Olá!
Sou Guillermo Alonso, o mesmo da semana passada. No último sábado publicamos uma entrevista maravilhosa com Nick Cave assinada pelo meu colega Iñigo López Palacios . O EL PAÍS compartilhou no Instagram com a mesma manchete do site ICON: “Não sei onde estaria se meu filho não tivesse morrido. A dor faz de você uma pessoa. Antes que estivesse pela metade. Fiquei surpreso com o grande número de comentários que julgaram o cantor ou o ICON diretamente por aquela manchete “infeliz”. Surpreende-me que seja tão difícil compreender sentimentos que vão além do nível básico, que estejamos tão instalados em dicotomias primárias como feliz/triste, amigo/inimigo, bom/ruim, felicidade/dor. Que é tão difícil entendermos que a mente humana é uma espécie de desenho de MC Escher, uma música psicodélica, um quebra-cabeça sem solução, um labirinto sem saída. Ao mesmo tempo, esta semana aconteceram três coisas que nada têm a ver uma com a outra e têm tudo a ver com isso. Na rede social Em Them , aquele site de ativismo LGBT que ora conta verdades como socos e ora parece o cavalo de Tróia de quem ri da cultura wake , criticam Elton John por dizer, em um documentário, que Donald Trump sempre foi muito gentil com ele, que foi a muitos dos seus concertos e que aprecia isso. No famoso e influente perfil de Sainthoax no Instagram é relatado que Taylor Swift, que vai votar em Kamala Harris , está enfrentando indignação online por sua amizade com Brittany Mahomes, que é uma pessoa que vota em Donald Trump.

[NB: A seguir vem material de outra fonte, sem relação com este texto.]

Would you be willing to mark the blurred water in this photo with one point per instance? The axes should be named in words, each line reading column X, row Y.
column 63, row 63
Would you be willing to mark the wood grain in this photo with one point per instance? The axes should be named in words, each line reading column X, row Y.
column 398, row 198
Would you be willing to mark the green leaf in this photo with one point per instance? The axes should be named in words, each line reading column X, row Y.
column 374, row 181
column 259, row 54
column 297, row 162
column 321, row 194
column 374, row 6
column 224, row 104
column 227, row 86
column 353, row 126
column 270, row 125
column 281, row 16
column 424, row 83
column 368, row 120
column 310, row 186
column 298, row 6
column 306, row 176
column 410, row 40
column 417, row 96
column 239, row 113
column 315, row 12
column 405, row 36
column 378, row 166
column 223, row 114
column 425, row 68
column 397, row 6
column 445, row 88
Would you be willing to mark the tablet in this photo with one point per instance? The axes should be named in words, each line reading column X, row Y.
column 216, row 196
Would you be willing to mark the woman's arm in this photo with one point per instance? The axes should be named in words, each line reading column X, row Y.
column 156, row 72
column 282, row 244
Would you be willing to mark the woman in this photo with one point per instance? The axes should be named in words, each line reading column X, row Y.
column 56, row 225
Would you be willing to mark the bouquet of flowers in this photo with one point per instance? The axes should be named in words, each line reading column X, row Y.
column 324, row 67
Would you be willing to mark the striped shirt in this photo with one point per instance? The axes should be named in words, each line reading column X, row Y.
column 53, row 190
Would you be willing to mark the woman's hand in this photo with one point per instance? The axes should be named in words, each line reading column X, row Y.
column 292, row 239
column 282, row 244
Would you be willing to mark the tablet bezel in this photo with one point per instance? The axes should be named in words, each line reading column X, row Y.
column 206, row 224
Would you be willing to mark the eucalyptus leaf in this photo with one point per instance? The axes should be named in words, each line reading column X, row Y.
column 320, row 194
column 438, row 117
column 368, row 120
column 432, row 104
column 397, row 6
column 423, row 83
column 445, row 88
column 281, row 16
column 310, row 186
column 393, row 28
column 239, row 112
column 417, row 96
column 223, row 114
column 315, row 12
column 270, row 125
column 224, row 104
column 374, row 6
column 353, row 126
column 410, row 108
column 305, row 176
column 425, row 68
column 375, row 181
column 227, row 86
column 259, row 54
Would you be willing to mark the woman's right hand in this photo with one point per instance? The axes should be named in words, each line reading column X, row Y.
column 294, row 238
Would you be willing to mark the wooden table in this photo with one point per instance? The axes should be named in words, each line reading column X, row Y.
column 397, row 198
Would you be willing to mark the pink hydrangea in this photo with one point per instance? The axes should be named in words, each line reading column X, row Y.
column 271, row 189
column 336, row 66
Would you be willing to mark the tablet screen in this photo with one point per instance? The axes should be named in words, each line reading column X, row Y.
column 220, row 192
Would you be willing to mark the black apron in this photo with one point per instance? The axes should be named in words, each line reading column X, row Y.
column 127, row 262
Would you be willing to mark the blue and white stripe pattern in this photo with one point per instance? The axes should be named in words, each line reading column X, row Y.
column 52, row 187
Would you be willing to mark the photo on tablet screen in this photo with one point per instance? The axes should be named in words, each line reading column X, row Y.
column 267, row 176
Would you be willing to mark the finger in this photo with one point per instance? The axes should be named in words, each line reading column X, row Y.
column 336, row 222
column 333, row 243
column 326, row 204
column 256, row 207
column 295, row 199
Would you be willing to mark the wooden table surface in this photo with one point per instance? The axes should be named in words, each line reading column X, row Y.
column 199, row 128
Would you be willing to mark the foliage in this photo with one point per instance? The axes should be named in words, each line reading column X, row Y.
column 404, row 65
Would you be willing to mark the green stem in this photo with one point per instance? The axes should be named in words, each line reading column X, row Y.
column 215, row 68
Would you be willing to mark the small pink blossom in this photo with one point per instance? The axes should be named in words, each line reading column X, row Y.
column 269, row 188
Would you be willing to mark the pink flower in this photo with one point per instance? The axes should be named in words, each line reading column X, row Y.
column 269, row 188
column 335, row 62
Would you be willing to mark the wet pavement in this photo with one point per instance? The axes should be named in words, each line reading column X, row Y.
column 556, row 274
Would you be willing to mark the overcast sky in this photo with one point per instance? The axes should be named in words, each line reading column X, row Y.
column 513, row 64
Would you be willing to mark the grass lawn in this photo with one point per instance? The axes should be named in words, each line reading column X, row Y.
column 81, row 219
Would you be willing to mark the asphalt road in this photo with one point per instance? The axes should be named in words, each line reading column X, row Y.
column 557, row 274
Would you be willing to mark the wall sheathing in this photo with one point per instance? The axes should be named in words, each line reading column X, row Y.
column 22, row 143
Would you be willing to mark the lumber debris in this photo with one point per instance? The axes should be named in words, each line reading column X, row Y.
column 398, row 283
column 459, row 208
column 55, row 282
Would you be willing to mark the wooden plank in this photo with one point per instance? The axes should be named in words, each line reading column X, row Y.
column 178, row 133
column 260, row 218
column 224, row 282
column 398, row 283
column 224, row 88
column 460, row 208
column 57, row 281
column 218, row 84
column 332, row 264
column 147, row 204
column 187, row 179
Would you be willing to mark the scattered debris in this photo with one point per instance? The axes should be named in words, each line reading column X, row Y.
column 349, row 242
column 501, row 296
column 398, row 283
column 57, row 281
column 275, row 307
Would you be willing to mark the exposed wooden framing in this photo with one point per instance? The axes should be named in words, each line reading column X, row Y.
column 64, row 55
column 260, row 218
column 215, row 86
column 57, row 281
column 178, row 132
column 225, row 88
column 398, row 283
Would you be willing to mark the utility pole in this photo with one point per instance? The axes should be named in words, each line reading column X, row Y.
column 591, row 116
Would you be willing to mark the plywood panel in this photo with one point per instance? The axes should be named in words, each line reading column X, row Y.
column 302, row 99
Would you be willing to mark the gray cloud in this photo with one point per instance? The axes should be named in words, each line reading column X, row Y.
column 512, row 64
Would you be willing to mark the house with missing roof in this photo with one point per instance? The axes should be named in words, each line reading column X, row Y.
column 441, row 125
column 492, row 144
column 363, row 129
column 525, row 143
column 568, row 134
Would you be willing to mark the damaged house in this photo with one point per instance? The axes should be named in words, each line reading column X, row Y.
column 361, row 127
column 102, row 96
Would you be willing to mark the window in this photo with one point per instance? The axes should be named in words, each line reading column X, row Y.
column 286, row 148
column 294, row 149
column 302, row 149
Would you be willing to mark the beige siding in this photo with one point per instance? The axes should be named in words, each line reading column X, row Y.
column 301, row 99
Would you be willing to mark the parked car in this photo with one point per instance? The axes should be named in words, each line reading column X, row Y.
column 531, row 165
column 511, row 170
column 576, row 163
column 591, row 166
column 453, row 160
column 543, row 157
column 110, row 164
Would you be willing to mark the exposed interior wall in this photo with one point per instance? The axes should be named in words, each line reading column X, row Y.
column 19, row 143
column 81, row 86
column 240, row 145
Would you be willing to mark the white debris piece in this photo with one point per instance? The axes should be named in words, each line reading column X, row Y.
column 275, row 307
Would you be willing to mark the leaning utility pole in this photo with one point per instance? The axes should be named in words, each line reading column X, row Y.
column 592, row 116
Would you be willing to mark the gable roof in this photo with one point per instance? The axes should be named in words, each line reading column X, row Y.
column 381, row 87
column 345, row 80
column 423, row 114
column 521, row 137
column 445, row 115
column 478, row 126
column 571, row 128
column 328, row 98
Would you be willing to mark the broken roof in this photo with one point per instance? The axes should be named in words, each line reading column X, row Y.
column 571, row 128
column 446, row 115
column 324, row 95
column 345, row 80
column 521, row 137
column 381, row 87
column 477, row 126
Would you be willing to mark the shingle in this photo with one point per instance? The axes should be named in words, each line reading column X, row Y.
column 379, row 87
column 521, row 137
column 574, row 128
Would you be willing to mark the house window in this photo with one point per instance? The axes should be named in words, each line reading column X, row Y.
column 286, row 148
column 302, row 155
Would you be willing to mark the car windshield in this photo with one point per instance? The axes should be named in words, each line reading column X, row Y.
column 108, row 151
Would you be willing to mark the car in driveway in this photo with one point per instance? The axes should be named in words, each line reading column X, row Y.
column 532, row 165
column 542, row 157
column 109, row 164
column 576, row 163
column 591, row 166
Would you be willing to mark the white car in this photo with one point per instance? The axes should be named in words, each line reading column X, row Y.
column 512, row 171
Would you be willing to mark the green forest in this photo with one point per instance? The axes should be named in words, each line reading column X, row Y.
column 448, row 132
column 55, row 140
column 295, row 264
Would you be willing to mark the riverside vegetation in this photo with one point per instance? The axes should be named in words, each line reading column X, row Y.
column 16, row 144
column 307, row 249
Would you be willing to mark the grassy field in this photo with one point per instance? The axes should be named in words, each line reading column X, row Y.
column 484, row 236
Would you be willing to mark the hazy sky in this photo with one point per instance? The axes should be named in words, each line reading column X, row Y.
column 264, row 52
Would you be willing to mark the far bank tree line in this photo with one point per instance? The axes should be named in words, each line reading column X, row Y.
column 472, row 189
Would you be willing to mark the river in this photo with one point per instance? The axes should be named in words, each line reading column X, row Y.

Eu sei, puxar aquele tópico “dizem no Twitter”, brincar de “as redes estão queimando”, é participar de um jogo que tem uma pegadinha: no Twitter são tantas opiniões que você pode manchete com qualquer uma delas, aquela que melhor combina com você. Mas essa coisa de alguém levantar a sobrancelha porque alguém se tornou amigo de uma pessoa em seus antípodas ideológicos está realmente acontecendo, eu vi isso ao vivo e provavelmente você também. O debate é compreensível, veja bem. Por um lado, pode-se argumentar que a política se exerce quando se vota e a amizade se exerce quando se encontra com pessoas com quem se gosta e se diverte, que podem não ter votado igual a você; que a cumplicidade e a compreensão podem fluir através de outros canais que não a ideologia. Por outro lado, é legítimo perguntar-se até que ponto o seu amigo é seu amigo se quando vão exercer o direito de voto o fazem sabendo que podem ridicularizar os seus direitos, conquistas e liberdades. Mas o engraçado aqui é que as pessoas não questionam os amigos, mas sim os amigos dos seus ídolos: Pepito não está dizendo que não quer amigos de outra ideologia, mas que Taylor, Elton ou Inés também não deveriam tê-los. O que levanta outro debate igualmente complexo: a relação exigente que temos com eles, a nossa aparente inconsciência de que os ídolos são humanos, fracos e complexos e que hoje podem entusiasmar-te, amanhã desiludir-te e depois de amanhã voltar a excitar-te. Exigir deles retidão moral constante e contínua é atrozmente infantil e, além disso, o caminho direto para sermos constantemente amargos. Costumo recomendar que você se torne fã de pessoas que pensam muito diferente de você: elas nunca te decepcionam e sempre te surpreendem. Isso, no meu dicionário, é um ídolo perfeito.
Depois, há também um fato adicional, não menos importante: Taylor Swift e Elton John são bilionários. Que em nossos minúsculos apartamentos com sofás presos à parede fiquemos indignados porque um bilionário é amigo muito próximo de outro bilionário, é uma leitura divertida e também um pouco triste. A atriz Gabourey Sidibe certa vez foi chamada de gorda no Twitter e respondeu: “Estou chorando em um jato particular”. Há um pouco de resposta para tudo. Donald Trump e Elton John se dão divinamente? Você se preocupa com a possibilidade de amanhã ter que acordar cedo para pegar o metrô, vá em frente.